En sus curvas recogidas se gestan los recuerdos, las palabras sin pronunciar que no se atreven a salir, porque sólo asoman a los ojos y los vuelven luminosos, o tristes.
Guardan ellas, además, una serie de sombras que tienen la misión de circular, de tarde en tarde, por las manchas de las ilusiones, pasear por los lazos de colores que se anudan en las campanas del corazón e imitar el viejo canto del destino.
Cuando se corra por última vez, hará saltar el horizonte hasta la línea pura que ya no se esfuma, que se engarza en la pérgola colgada al final de la vida, con las emociones guardadas en las arrugas del viento.
Entonces se sabrá que el secreto estaba en interpretar los momentos sublimes, o en comprender la totalidad que encierran los colores del arco iris, o cómo es la olla en la que se depositan, majestuosos, en su descenso…cosas así.
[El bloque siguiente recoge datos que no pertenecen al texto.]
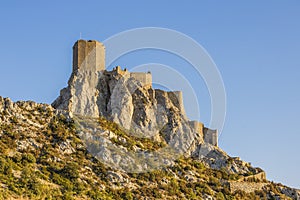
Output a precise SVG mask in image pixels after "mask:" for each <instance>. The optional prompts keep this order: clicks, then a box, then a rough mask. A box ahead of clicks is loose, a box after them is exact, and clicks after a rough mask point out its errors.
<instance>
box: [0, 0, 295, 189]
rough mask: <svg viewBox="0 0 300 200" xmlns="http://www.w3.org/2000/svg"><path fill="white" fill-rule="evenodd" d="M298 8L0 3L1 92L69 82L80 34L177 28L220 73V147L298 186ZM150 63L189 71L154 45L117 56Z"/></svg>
mask: <svg viewBox="0 0 300 200" xmlns="http://www.w3.org/2000/svg"><path fill="white" fill-rule="evenodd" d="M299 10H300V2H299V1H296V0H295V1H292V0H290V1H277V0H272V1H270V0H269V1H258V0H252V1H243V2H241V1H226V2H220V1H189V2H188V3H182V2H179V1H172V2H171V1H169V2H167V1H164V2H161V1H148V2H144V1H126V2H124V1H110V3H104V2H102V1H85V2H84V3H83V1H74V0H73V1H63V2H61V1H47V2H46V1H44V2H41V1H26V2H25V1H23V2H21V1H13V0H12V1H7V2H5V3H3V2H1V3H0V27H1V29H0V44H1V48H0V61H1V63H0V95H1V96H3V97H10V98H11V99H13V100H15V101H16V100H34V101H37V102H45V103H51V102H52V101H53V100H54V99H55V98H56V97H57V96H58V93H59V90H60V89H61V88H62V87H64V86H66V84H67V80H68V78H69V76H70V73H71V65H72V48H71V47H72V45H73V43H74V42H75V41H76V40H77V39H79V35H80V32H81V33H82V38H84V39H96V40H99V41H103V40H105V39H107V38H108V37H110V36H112V35H114V34H117V33H119V32H121V31H125V30H128V29H132V28H140V27H149V26H150V27H164V28H169V29H174V30H177V31H180V32H182V33H184V34H186V35H188V36H190V37H191V38H193V39H194V40H196V41H197V42H198V43H199V44H201V45H202V46H203V47H204V48H205V49H206V50H207V52H208V53H209V54H210V56H211V57H212V59H213V60H214V62H215V63H216V65H217V67H218V69H219V71H220V73H221V75H222V78H223V81H224V84H225V88H226V93H227V116H226V121H225V126H224V130H223V133H222V135H221V138H220V141H219V143H220V147H221V148H223V149H224V150H225V151H226V152H228V153H229V154H230V155H232V156H240V157H241V158H242V159H243V160H245V161H249V162H251V163H252V164H253V165H254V166H259V167H261V168H263V169H264V170H265V171H266V172H267V177H268V178H269V179H271V180H274V181H276V182H282V183H284V184H287V185H289V186H293V187H297V188H300V172H299V166H300V156H299V155H298V153H299V152H300V145H299V141H300V131H299V128H298V124H299V120H300V114H299V113H300V106H299V102H300V90H299V85H300V59H299V56H300V20H299V19H300V12H299ZM149 62H157V63H163V64H168V65H169V66H175V67H177V68H182V69H184V70H185V69H187V70H185V71H186V73H187V76H188V74H189V68H188V64H187V63H185V62H184V61H183V60H181V59H179V58H176V57H175V56H174V55H170V54H167V53H164V52H160V51H151V50H149V51H143V52H133V53H130V54H128V55H125V56H124V57H121V58H120V59H119V60H117V61H116V62H115V64H118V65H121V66H129V67H130V66H135V65H140V64H143V63H149ZM193 84H195V83H193ZM193 87H194V88H198V98H199V99H200V100H199V101H200V108H201V109H200V112H201V118H200V120H201V121H203V122H204V123H205V124H207V123H208V122H209V119H210V97H209V94H208V92H207V89H206V87H205V84H204V82H203V80H200V79H199V84H198V85H194V86H193ZM199 94H200V95H199Z"/></svg>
Los ritmos de la vida se tornan generosos cuando se deslizan de la superficialidad y se animan a ascender a la colina del universo, a pensar en los poros abiertos de la nostalgia y a hacerlos primera persona, en este drama tan vacío de verbos.
Los días no tienen futuro si no se asumen con dignidad, si no se le pide a algún pájaro que haga una avanzada (a priori) y anuncie el límite necesario para ingresar al mito, para transformar la mirada hasta llegar a ser testimonio de la apertura del alma a las bondades del pudor crepuscular.